En cualquier caso, lo más participativo no es siempre lo mejor. Igualmente ahí hay límites. El hecho de que conceptual y técnicamente exista la posibilidad de que el público elija su itinerario informativo y de que la audiencia pueda personalizar los contenidos no significa que todos los lectores, oyentes, espectadores o internautas quieran hacerlo. No hay nada de malo en sentarse cómodamente en una butaca y esperar a que alguien nos cuente una buena historia, sin apenas intervenir. Sin más clics que los producidos por nuestro parpadeo. Algunos sujetos se lo tomarán como un delicioso paréntesis en medio de la vorágine digital; otros, como el modo normal –típico, frecuente– de consumir periodismo.

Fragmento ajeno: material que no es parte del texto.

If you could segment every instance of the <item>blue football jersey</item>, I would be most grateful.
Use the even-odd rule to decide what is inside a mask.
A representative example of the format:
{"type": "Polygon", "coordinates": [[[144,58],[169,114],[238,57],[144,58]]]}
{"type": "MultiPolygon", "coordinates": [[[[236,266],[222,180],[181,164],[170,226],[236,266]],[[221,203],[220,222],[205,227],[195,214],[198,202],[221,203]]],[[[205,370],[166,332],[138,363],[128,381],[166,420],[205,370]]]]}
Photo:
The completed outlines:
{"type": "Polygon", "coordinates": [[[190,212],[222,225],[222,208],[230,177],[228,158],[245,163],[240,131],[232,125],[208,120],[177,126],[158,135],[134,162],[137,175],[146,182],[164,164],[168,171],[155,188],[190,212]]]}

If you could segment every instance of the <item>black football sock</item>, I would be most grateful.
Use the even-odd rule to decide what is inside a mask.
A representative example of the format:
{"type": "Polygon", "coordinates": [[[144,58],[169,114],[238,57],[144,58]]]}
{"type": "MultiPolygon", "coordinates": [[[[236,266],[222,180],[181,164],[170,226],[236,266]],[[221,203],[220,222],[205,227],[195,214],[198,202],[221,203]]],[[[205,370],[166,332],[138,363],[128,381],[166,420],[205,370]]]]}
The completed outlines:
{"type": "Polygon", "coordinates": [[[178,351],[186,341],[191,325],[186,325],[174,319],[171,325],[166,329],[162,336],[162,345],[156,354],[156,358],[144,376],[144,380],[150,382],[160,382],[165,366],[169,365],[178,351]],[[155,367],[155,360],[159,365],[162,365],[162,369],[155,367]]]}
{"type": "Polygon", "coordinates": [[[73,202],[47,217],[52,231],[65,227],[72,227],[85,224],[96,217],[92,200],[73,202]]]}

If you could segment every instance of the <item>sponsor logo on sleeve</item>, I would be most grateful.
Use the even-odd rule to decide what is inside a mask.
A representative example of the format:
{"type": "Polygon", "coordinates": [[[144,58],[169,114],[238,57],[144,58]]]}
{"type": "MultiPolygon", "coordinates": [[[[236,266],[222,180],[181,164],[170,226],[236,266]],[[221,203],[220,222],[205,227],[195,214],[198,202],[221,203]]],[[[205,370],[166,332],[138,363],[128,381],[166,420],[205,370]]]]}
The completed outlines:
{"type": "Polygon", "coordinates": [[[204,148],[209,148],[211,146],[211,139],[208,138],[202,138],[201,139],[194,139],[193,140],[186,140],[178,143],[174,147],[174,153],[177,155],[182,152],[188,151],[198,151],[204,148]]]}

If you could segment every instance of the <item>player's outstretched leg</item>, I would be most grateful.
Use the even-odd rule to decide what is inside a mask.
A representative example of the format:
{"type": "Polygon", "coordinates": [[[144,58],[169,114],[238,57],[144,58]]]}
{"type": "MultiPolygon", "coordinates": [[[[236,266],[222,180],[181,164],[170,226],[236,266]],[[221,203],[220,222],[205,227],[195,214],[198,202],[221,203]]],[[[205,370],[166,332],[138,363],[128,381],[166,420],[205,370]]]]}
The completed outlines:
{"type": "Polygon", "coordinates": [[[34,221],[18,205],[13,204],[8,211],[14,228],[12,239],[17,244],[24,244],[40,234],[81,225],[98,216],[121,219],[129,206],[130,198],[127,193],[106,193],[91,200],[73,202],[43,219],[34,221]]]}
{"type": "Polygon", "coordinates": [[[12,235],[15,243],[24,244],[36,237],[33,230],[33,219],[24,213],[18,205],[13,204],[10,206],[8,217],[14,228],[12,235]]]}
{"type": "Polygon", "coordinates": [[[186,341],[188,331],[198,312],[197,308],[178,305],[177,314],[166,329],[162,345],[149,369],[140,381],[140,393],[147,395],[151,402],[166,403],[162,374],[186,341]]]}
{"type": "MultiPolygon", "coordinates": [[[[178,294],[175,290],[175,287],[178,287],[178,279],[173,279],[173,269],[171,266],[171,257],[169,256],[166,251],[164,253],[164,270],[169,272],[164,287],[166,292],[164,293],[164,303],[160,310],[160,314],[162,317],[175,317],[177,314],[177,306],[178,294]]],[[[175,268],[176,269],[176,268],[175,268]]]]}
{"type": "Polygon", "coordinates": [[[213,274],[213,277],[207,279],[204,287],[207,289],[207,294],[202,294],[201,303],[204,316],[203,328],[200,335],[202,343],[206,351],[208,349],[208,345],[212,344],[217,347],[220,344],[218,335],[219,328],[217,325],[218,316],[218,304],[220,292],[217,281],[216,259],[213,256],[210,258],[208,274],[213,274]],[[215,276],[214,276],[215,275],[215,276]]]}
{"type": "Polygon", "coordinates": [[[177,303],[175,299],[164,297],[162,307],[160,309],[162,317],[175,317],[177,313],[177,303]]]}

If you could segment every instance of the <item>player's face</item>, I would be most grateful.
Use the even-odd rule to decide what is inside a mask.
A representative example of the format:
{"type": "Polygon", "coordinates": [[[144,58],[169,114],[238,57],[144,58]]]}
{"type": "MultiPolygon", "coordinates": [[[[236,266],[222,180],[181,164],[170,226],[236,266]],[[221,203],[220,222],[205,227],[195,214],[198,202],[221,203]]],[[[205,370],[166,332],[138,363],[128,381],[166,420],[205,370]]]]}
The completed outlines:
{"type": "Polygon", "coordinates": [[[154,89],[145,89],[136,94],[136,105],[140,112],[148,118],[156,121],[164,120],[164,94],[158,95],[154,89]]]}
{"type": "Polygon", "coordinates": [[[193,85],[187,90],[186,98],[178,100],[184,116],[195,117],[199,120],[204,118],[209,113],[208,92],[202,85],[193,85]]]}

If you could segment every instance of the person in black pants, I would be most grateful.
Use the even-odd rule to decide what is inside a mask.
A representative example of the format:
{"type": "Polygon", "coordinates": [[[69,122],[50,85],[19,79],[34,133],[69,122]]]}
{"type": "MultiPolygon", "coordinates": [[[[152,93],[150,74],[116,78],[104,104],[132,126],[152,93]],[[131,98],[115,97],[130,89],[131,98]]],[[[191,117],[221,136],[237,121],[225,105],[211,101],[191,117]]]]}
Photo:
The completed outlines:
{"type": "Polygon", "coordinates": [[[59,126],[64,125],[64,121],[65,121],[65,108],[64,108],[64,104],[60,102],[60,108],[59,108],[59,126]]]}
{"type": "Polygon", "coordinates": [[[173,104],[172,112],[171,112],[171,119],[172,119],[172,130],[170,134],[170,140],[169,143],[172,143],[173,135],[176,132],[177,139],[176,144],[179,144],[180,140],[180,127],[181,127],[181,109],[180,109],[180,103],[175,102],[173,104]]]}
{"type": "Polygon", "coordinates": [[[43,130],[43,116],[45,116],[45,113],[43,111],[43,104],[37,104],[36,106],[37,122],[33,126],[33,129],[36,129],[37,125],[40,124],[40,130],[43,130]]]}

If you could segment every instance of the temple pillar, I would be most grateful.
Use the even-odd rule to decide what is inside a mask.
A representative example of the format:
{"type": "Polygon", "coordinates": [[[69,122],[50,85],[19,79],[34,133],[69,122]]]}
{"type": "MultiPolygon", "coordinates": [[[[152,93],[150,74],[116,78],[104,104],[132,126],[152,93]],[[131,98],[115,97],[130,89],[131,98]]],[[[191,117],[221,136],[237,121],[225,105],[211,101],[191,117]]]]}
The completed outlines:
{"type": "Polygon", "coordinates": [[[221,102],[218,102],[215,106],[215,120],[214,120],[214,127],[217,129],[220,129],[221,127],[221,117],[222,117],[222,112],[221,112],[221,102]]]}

Profesionales e investigadores nos maravillamos por el alcance que tenía y tiene Google sin haberse anunciado. Era lógica esta reacción de admiración ante tal despliegue comunicativo. Sin embargo, nuestra visión era errónea. Google sí se publicita. Lo hace en su página, una de las más visitadas en todos los países del mundo.

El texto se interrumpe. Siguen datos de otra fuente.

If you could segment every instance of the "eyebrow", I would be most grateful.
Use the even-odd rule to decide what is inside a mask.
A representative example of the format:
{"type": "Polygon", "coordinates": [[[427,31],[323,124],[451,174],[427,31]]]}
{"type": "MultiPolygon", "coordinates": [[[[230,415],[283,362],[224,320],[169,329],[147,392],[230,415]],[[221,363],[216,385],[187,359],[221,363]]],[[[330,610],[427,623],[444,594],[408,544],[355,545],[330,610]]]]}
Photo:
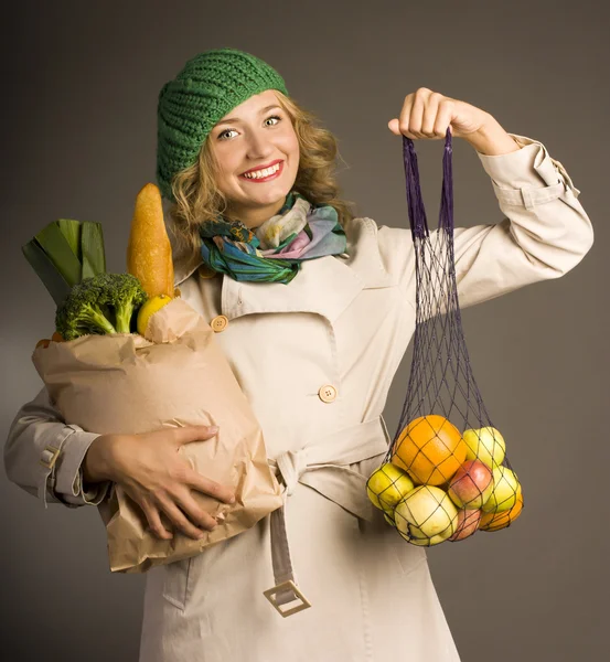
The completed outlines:
{"type": "MultiPolygon", "coordinates": [[[[265,108],[260,108],[258,115],[263,115],[264,113],[267,113],[267,110],[271,110],[272,108],[279,108],[281,110],[281,106],[278,106],[277,104],[271,104],[270,106],[265,106],[265,108]]],[[[222,124],[238,124],[240,121],[242,120],[238,117],[227,117],[226,119],[216,122],[216,126],[221,126],[222,124]]]]}

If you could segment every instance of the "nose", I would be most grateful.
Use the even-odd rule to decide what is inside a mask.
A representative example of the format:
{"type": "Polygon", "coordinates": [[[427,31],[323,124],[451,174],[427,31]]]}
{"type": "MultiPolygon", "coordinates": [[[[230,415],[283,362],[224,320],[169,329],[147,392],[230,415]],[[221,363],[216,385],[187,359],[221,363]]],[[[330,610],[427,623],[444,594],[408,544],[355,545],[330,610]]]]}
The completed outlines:
{"type": "Polygon", "coordinates": [[[253,131],[248,141],[247,157],[253,160],[260,160],[274,153],[274,146],[265,134],[253,131]]]}

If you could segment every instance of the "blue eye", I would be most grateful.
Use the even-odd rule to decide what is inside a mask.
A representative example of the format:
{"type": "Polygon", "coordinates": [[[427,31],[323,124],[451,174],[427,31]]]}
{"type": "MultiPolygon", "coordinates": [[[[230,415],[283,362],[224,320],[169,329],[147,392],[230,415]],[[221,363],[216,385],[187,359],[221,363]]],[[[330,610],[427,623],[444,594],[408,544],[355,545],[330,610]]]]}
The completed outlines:
{"type": "MultiPolygon", "coordinates": [[[[279,115],[269,115],[269,117],[265,120],[268,121],[269,119],[277,119],[278,122],[281,121],[281,117],[279,115]]],[[[271,125],[271,126],[277,126],[277,125],[271,125]]],[[[236,131],[237,129],[225,129],[224,131],[222,131],[221,134],[218,134],[217,138],[218,140],[227,140],[227,138],[225,138],[225,134],[228,134],[229,131],[236,131]]]]}

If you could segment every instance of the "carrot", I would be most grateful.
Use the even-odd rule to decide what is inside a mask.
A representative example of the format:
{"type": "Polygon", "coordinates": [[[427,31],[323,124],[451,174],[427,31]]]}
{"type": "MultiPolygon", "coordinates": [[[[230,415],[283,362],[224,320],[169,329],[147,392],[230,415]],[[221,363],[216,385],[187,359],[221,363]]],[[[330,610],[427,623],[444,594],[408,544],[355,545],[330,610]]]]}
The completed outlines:
{"type": "Polygon", "coordinates": [[[127,245],[127,271],[140,280],[147,295],[174,296],[170,238],[163,221],[161,193],[146,184],[136,197],[127,245]]]}

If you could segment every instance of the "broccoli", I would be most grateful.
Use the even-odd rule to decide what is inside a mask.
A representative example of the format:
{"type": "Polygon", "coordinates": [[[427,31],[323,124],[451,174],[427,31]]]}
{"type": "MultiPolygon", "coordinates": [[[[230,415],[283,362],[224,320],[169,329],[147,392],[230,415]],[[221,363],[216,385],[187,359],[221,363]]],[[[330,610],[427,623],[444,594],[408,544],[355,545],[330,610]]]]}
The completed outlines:
{"type": "Polygon", "coordinates": [[[88,333],[130,333],[131,318],[148,299],[131,274],[97,274],[75,285],[57,308],[55,328],[65,340],[88,333]]]}

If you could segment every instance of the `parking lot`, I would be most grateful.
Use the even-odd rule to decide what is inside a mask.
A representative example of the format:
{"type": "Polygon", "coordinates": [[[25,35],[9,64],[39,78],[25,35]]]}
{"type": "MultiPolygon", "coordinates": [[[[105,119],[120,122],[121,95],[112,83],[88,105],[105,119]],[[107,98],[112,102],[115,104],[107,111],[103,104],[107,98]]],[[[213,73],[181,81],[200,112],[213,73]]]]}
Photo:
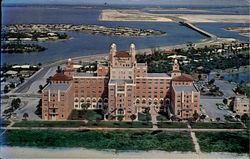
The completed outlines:
{"type": "Polygon", "coordinates": [[[227,110],[220,110],[217,108],[216,103],[222,103],[222,98],[209,98],[202,96],[200,100],[201,108],[204,108],[209,119],[215,120],[220,118],[220,120],[225,120],[224,115],[228,114],[227,110]]]}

Se sabía que los medios son marcas, pero es que las marcas son también medios. Por ahora se emplean de forma predominante como soporte para anunciarse, como ocurre con las latas de refrescos, la pasta dentífrica o los vehículos monovolumen [minivan]. No obstante, están cerrando acuerdos entre sí para compartir audiencias: servicios para dispositivos móviles que alojan contenidos de firmas de corporaciones ajenas porque generan tráfico, periódicos que recomiendan producciones audiovisuales aunque no sean originarias de empresas de su grupo. Algunas informaciones de la web consiguen un impacto en la audiencia. Otras, quizá las mejores, propician que gracias a ellas su público tenga una experiencia. Su efecto no es el del impacto: ruidoso pero efímero. Los usuarios se involucran en ellas por su profundidad. Los impactos se pueden contabilizar; en cambio, es difícil medir las experiencias. La preocupación por evaluar numéricamente cualquier aspecto de la realidad ha contagiado al periodismo. 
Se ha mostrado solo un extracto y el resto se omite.